One artist whose monogram appears time and again on the bases of figures from the 1920-40’s is Eric Webster, born in 1896. Eric retired from Doultons in December 1962 and the last remaining link to what was known as the ‘Noke’ school of artists was lost. Originally engaged by John Slater, the first Art Director at Burslem, Eric served most of his years under the guidance of Charles J. Noke who succeeded John Slater as Art Director.
Eric at work 14th October 1953
Eric was born and bred in the potteries and attended the Tunstall School of Art. When he arrived at Doultons he was engaged with painting plates and vases, and although a versatile artist – landscapes were a preferred theme.

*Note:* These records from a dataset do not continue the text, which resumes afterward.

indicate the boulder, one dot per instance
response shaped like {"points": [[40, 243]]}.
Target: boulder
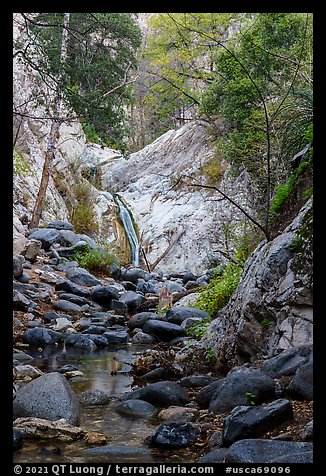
{"points": [[173, 435], [49, 396], [269, 451], [82, 277], [104, 294], [72, 288], [177, 315], [161, 394], [136, 409], [41, 336], [236, 386], [301, 386], [132, 299], [165, 331], [253, 421], [60, 225], [47, 236]]}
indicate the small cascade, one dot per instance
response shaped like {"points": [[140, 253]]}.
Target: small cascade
{"points": [[129, 228]]}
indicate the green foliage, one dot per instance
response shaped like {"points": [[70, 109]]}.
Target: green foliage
{"points": [[97, 261], [219, 290], [21, 165]]}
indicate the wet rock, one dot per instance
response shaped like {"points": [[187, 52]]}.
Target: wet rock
{"points": [[301, 385], [136, 409], [70, 287], [116, 337], [217, 455], [45, 429], [287, 362], [253, 421], [60, 225], [161, 394], [173, 435], [139, 319], [132, 299], [17, 438], [94, 397], [269, 451], [41, 336], [177, 315], [49, 396], [66, 306], [82, 277], [237, 384], [47, 236], [165, 331], [104, 294]]}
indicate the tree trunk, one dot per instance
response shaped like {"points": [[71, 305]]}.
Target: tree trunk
{"points": [[54, 131]]}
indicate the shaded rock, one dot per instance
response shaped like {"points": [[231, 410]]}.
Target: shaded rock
{"points": [[113, 337], [104, 295], [17, 266], [215, 456], [136, 409], [82, 277], [142, 338], [287, 362], [177, 315], [132, 299], [41, 428], [47, 236], [173, 435], [139, 319], [162, 394], [237, 384], [165, 331], [17, 438], [70, 287], [49, 396], [269, 451], [301, 385], [253, 421], [67, 306], [94, 397], [60, 225], [41, 336]]}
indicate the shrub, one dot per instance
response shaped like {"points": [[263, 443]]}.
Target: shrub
{"points": [[97, 261], [218, 292]]}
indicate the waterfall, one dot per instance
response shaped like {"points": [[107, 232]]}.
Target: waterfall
{"points": [[128, 225]]}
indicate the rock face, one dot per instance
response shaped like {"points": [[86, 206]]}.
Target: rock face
{"points": [[49, 396], [271, 309]]}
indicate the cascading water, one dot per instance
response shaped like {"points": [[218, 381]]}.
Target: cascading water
{"points": [[130, 230]]}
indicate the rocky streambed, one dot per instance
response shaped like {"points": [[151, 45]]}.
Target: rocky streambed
{"points": [[104, 370]]}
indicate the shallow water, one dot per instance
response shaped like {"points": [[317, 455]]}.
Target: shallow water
{"points": [[107, 371]]}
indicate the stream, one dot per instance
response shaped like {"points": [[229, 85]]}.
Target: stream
{"points": [[107, 371]]}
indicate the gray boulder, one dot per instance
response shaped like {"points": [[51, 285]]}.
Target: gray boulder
{"points": [[82, 277], [60, 225], [70, 287], [47, 236], [136, 409], [173, 435], [301, 385], [253, 421], [165, 331], [161, 394], [177, 315], [269, 451], [132, 299], [236, 386], [49, 396], [41, 336]]}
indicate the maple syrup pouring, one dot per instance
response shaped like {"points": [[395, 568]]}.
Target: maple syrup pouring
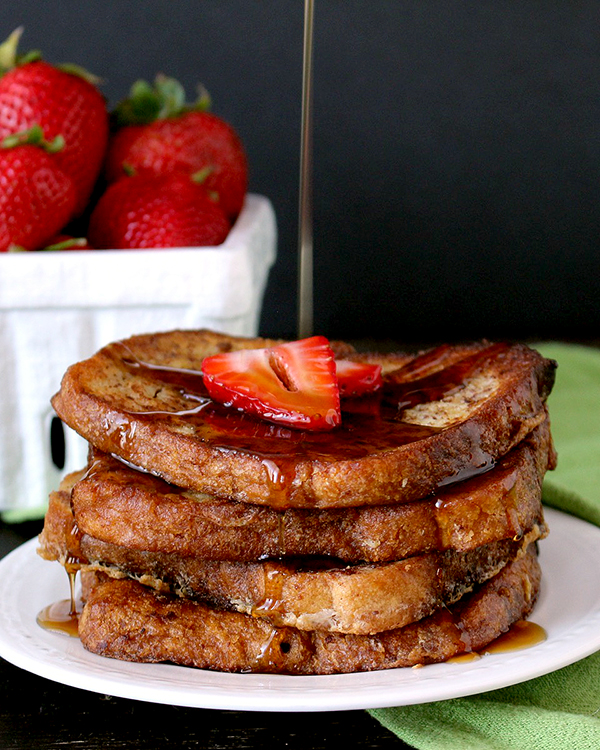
{"points": [[370, 424], [305, 238], [63, 616]]}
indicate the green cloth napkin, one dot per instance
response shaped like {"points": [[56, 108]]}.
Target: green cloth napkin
{"points": [[562, 709]]}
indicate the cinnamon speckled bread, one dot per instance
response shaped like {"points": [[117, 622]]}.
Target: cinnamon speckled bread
{"points": [[116, 504], [124, 620], [443, 416], [305, 593]]}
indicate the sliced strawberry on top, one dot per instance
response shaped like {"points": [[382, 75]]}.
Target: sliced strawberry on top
{"points": [[357, 378], [293, 384]]}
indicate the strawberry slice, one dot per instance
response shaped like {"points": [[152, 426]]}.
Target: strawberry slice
{"points": [[358, 378], [292, 384]]}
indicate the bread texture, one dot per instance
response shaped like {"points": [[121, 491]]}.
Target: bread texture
{"points": [[116, 504], [306, 593], [450, 413], [125, 620]]}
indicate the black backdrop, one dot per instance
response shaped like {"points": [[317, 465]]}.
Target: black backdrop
{"points": [[456, 147]]}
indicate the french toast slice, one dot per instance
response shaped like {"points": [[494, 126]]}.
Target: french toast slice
{"points": [[116, 504], [442, 416], [306, 593], [125, 620]]}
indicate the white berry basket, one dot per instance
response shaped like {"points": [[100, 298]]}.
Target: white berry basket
{"points": [[57, 308]]}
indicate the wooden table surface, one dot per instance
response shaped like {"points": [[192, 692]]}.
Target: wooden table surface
{"points": [[41, 714]]}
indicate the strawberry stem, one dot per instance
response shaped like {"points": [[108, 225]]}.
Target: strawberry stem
{"points": [[9, 58], [166, 98]]}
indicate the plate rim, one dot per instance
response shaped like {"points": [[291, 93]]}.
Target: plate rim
{"points": [[62, 659]]}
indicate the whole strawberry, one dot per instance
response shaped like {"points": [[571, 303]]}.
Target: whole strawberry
{"points": [[154, 211], [36, 196], [158, 133], [63, 101]]}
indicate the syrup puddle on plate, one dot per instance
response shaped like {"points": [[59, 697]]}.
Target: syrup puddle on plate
{"points": [[523, 634]]}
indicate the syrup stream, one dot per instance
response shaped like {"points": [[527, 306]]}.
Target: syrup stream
{"points": [[305, 240]]}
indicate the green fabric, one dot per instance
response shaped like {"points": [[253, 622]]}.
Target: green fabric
{"points": [[562, 709]]}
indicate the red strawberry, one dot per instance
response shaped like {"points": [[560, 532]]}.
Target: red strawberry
{"points": [[158, 211], [67, 242], [357, 378], [159, 134], [36, 196], [62, 102], [293, 384]]}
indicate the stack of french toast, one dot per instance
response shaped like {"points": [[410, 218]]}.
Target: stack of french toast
{"points": [[395, 525]]}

As the Doulton archive itself describes, around the time of the First World War, C. J. Noke began introducing ‘small pieces of sculpture in the shape of Victorian type figures and small animal models.’ This was of course the launch of the now famous HN collection and Eric together with Harry and Charles Nixon were the first three to be engaged in the decoration of the figures and animals. Eric being principally involved in the latter’s decoration. Incidentally the HN numbers we all know originated from the initials for Harry Nixon, just mentioned. However, Eric must have been prolific painter as his monogram is readily found on figures too from the 1930’s.
There were many high points to his long career with Doulton. Notably the painting of the first Championship Dog model ‘Lucky Star of Ware’ and later the model of the present Queen’s horse Monaveen, that was produced for her visit to the Doulton premises in Burslem, when still a princess in 1949 (see the video link already posted for actual footage of this famous visit). Eric reportedly visited the stables to take sketches in colour so as to ensure accuracy in the actual painting.
A publicity shot of Monaveen, not available to purchase
Animal painting was clearly a forté of his and it was no surprise in ca. 1925 that he was entrusted to take charge of a newly created department responsible for animal painting.
In his later career, Eric was responsible for painting prestige pieces, which were made to order. Here he is seen collecting a cheque and gifts from his friends at Doulton, including a naturalistic fox painted by himself!
Eric at his retirement presentation, holding the large fox model
If you look at the bases of your figures and early animals check for an ‘EW’ or ‘EAW’ and that is our man!